Chad to send 800 police and gendarmes to Haiti this year

Chad plans to send 800 police officers and gendarmes to Haiti this year to help combat powerful armed gangs.

The deployment is expected by June after Chadian forces undergo training with “European and American partners,” according to an anonymous official.

Dominican Republic Foreign Minister Roberto Alvarez said the U.N.-backed Gang Suppression Force will reach 5,500 personnel by October, replacing Kenyan-led operations gradually.

Alvarez noted Chadian troops were reportedly being trained in the United States, though the U.S. State Department denied any training there.

“We thank the Government of Chad for their pledged contribution… Chadian troops are not training in the United States,” a spokesperson clarified.

The Gang Suppression Force succeeds the Kenyan-led Multinational Security Support mission, but few deployments have arrived since approval in September last year.

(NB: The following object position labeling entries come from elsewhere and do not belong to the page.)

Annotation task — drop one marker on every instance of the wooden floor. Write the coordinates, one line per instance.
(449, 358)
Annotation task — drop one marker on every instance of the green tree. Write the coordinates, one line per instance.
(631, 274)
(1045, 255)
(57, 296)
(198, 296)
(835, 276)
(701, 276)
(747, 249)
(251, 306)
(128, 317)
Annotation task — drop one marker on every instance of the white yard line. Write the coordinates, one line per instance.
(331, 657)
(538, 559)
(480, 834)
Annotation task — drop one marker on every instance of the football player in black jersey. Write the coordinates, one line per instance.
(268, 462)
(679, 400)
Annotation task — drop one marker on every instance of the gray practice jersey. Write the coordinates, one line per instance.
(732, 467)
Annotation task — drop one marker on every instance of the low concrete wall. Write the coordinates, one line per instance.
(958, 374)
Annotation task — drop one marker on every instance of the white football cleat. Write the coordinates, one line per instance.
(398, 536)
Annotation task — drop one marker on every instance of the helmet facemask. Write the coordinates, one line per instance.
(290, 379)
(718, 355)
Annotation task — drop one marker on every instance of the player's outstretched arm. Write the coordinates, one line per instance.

Currently, the force consists mostly of Kenyan police with smaller contingents from Central America and the Caribbean, awaiting additional international contributions.

Chad pledged support to the MSS in October 2023 without specifying numbers or a timeline, joining similar promises from Benin and Bangladesh.

Despite pledges, no troops from Chad, Benin, or Bangladesh have yet deployed, leaving Haiti’s gang crisis largely in the hands of existing forces.

The new deployment aims to bolster Haitian police struggling against entrenched gangs, highlighting the urgent need for international cooperation and swift action.